Dr. Juho Jalkanen: Yes, totally. It’s great that the Medicines and Healthcare products Regulatory Agency (MHRA) saw it exactly the same way as did the FDA. So it’s looking very good.
Proactive: At the same time, they’ve also said that the BEXMAB study can proceed in the UK. So really the green light to get going on it here?
Dr. Juho Jalkanen: Yes. And as you may know, the UK is like a second home for us. We’ve always felt very strongly about having this also available for UK patients. Since it’s looking so good, there may be something we could provide for those relapsed refractory Myelodysplastic Syndrome (r/r MDS) patients. So finally, there’s a good trial now ongoing in the UK for these patients, which is amazing.
Proactive: Juho, tell us more about the innovation passports and what it actually allows for you to proceed with?

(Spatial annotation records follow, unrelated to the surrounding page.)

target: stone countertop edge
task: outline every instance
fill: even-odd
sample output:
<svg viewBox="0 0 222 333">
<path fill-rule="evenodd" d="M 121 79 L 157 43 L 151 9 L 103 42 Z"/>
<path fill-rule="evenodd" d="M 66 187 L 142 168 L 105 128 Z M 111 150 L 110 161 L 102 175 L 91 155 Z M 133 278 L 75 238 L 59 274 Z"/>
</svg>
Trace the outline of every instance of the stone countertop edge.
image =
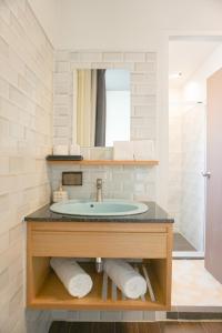
<svg viewBox="0 0 222 333">
<path fill-rule="evenodd" d="M 174 223 L 174 219 L 160 208 L 155 202 L 143 202 L 148 211 L 134 215 L 124 216 L 89 216 L 89 215 L 62 215 L 50 211 L 47 204 L 24 216 L 26 222 L 114 222 L 114 223 Z"/>
</svg>

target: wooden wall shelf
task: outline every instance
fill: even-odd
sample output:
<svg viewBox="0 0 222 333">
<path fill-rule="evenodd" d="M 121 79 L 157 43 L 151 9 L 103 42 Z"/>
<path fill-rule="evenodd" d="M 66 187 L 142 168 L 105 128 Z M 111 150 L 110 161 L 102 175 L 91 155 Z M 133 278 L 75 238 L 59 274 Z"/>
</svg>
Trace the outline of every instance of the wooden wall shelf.
<svg viewBox="0 0 222 333">
<path fill-rule="evenodd" d="M 72 164 L 79 164 L 79 165 L 148 165 L 148 167 L 154 167 L 159 164 L 159 161 L 157 160 L 147 160 L 147 161 L 129 161 L 129 160 L 82 160 L 82 161 L 73 161 L 73 160 L 51 160 L 48 161 L 51 163 L 72 163 Z"/>
</svg>

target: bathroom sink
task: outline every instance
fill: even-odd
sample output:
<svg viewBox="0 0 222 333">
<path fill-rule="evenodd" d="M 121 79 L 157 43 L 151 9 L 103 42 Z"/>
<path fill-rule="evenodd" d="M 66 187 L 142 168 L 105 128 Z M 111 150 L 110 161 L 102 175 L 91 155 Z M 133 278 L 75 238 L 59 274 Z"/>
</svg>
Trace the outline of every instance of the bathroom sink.
<svg viewBox="0 0 222 333">
<path fill-rule="evenodd" d="M 67 200 L 53 203 L 50 210 L 64 215 L 123 216 L 144 213 L 148 206 L 141 202 L 127 200 L 103 200 L 102 202 Z"/>
</svg>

Dr. Juho Jalkanen: So as you mentioned, it’s like a fast track designation. So we get regulatory support, we can have rolling submissions, more interaction with the MHRA, and possibly early access to the drug before full approval. A lot of good stuff, especially for the patients.
Proactive: Tell (WA:) us a little bit more about the program and what the next steps are now that you have this new fast track designation.
Dr. Juho Jalkanen: Well next, we’re actually going to talk with the MHRA about the Phase 3 study plan. So that’s up next with the MHRA under this program.
Proactive: And what is that Phase 3 study plan? What does it entail, Juho?
Dr. Juho Jalkanen: So it’s like with the FDA. The FDA said for the relapsed refractory population, a Phase 3 wouldn’t be needed, but a confirmatory Phase 3 should be run in the first line of high-risk MDS population. That study plan we’re going to go over with the MHRA to get their input on it as well, because we’re planning a global Phase 3.
Proactive: So you will be conducting the Phase 3 in more than one geography in that case?
Dr. Juho Jalkanen: Yes. Yes, it’s a truly global study.
Proactive: Well, I hope you’ll keep us posted on any additional progress. Thank you very much for speaking with us today.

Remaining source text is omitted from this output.